On est le 10 juin. Apriori, tout le monde qui n’a pas grand-chose à faire avec l’école, a l’impression et même la conviction que les professeurs, tout comme leurs élèves, se préparent pour les bien méritées vacances. Désolée, mais à ceux qui raisonnent comme ça, je dois leur dire qu’ils se trompent.
Car, c’est à ce moment-ci de l’année scolaire, que les choses se compliquent vraiment. C’est le moment du bilan : pour les professeurs, mais aussi et surtout pour les élèves et leurs parents.
En occurrence, le professeur de français se met à compter les résultats malheureux à la matière qu’il enseigne et le professeur principal qui je suis, se met à compter les absences, innombrables parfois, de ses élèves. Il se voit ainsi obligé(e), encore une fois, d’informer les parents de ces cancres (comme dirait, avec tendresse, pourtant, Daniel Pennac).Bien entendu, les parents auraient pu venir s’intéresser plus tôt, le professeur avait exprimé dès le mois de septembre sa disponibilité, en leur laissant son numéro privé de portable, en leur envoyant son emploi du temps et l’horaire des rencontres hebdomadaires parents/ professeur. Il a même exprimé son désir d’avoir des rendez-vous privés pour qu’il puisse mieux comprendre les situations délicates de la classe. Toujours en vain, le prof a fait ensuite des appels récurrents et tout au long de l’année scolaire; ces parents-ci, débordés ou tout simplement indifférents, n’ont pas eu le temps ou l’envie de franchir le seuil de l’école.
Mais, voilà, que maintenant ils sont mis dans une situation un peu plus délicate, car le verdict tombe : votre fils ou fille sera sanctionné(e), c’est le règlement de l’école qui veut ça, il faut qu’on trouve ensemble des solutions pour que l’on détourne(le règlement, je veux dire).Eh oui, ça arrive presque tout le temps, même si ça ne se fait pas!

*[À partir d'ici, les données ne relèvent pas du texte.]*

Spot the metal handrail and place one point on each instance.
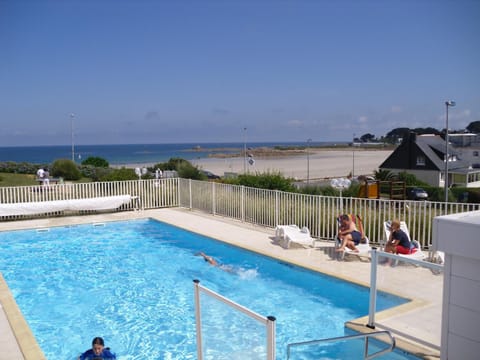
(366, 337)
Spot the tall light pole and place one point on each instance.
(308, 160)
(244, 150)
(72, 116)
(353, 156)
(447, 105)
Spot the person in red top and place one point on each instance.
(348, 234)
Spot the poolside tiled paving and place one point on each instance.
(419, 319)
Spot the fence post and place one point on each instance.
(271, 337)
(214, 209)
(190, 192)
(242, 209)
(277, 208)
(198, 320)
(373, 289)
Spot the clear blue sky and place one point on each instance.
(201, 71)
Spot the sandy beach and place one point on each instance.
(322, 164)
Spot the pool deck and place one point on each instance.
(418, 319)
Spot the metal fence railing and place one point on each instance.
(148, 194)
(270, 208)
(267, 208)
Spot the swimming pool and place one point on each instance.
(131, 282)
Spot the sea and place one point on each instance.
(135, 153)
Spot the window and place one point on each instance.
(420, 160)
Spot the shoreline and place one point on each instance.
(316, 164)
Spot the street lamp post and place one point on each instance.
(244, 150)
(447, 105)
(353, 156)
(72, 116)
(308, 160)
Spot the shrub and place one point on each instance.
(94, 173)
(410, 179)
(66, 169)
(270, 181)
(183, 167)
(96, 162)
(120, 175)
(20, 168)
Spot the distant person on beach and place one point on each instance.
(40, 173)
(98, 351)
(348, 234)
(46, 177)
(398, 243)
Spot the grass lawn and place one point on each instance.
(8, 179)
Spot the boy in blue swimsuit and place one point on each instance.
(98, 351)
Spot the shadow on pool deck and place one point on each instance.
(419, 319)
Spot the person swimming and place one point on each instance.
(98, 351)
(214, 262)
(207, 258)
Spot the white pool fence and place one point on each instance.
(267, 208)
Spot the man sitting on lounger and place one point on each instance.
(398, 242)
(348, 234)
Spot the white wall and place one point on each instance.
(458, 236)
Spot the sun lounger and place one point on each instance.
(417, 254)
(44, 207)
(286, 235)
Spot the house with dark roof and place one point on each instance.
(424, 157)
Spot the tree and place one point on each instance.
(66, 169)
(96, 161)
(474, 127)
(367, 137)
(397, 133)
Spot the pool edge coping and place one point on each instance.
(24, 337)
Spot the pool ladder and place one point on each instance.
(365, 337)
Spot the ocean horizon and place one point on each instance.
(123, 154)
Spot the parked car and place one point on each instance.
(209, 174)
(418, 194)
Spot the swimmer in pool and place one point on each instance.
(214, 262)
(98, 351)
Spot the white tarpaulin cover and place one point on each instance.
(41, 207)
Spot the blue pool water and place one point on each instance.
(131, 283)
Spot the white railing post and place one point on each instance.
(373, 289)
(271, 337)
(242, 206)
(277, 208)
(190, 193)
(214, 208)
(198, 319)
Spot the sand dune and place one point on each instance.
(322, 164)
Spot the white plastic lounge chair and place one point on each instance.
(418, 254)
(40, 207)
(363, 249)
(285, 235)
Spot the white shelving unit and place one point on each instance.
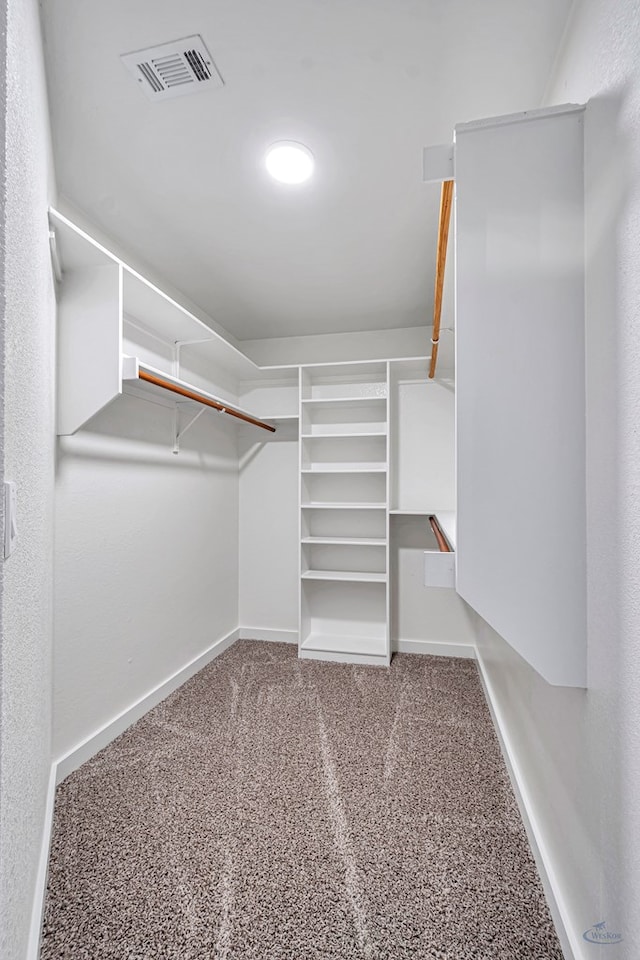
(344, 556)
(119, 333)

Apres donc d’autres appels de votre part, cette fois-ci plus fermes, car l’enjeu était devenu plus sérieux, l’arrivée miraculeuse se produit. L’un des jours de la semaine passée, j’ai dû faire face à 3 visites consecutives des parents. Les rendez- vous dont je vais vous parler ont duré trois heures trente et, chronologiquement, c’était comme ça : premièrement c’était une grande- mère qui est venue. La dame a pleuré tout le temps; elle ne pouvait pas comprendre comment sa petite- fille avait hérité le mauvais caractère de son père (vous avez deviné, c’était la grand-mère maternelle) et rien de bon de l’autre côté de la famille.
La deuxième visite, c’était de la part d’un couple de parents. Ceux-ci se sont terriblement disputés pendant une heure et demie, ils se sont jetés des gros mots et des injures, des reproches graves, des accusations réciproques et ils ont fini par se déclarer déçus par la politique de l’école qui ne s’était pas avérée assez exigeante pour mettre sur la bonne voie leur fille, qu’ eux, en tout cas, ne pouvaient plus maîtriser depuis quelque temps !
A la fin, c’était une mère célibataire qui est venue, qui m’a avoué sa difficulté d’avoir élevé seule sa fille, qui avait été un enfant sage et maintenant elle ne comprenait pas pourquoi son ados se comportait d’une manière tellement inappropriée. Elle a parlé avec la fille, la fille a commencé à pleurer, elle non plus ne comprenait ce qui l’avait prise, à la fin elle a promis juré qu’elle changerait d’attitude l’année prochaine.
Trois heures et demie se sont ainsi écoulées et après, je me suis retrouvée avec les mêmes questions que je me pose quotidiennement, les mêmes doutes, les mêmes amertumes, les mêmes impuissances. Est-ce que je fais bien ce que je fais ? Est-ce que j’aurais pu éviter ces situations ? Est-ce que j’aurais dû être plus ferme ou, par contre, moins stricte ?
Comment faire pour que les élèves, les parents et moi, nous soyons tous contents ?
Difficile mission, même après une vingtaine d’années dans ce métier, qui me surprend toujours, qui ne me laisse jamais me reposer ou lâcher prise, qui me donne des insomnies et des tonnes de points d’interrogation.
La semaine prochaine, d’autres parents viendront, d’autres mécontentements seront exprimés, d’autres reproches peut-être et d’autres amertumes pour ma pomme.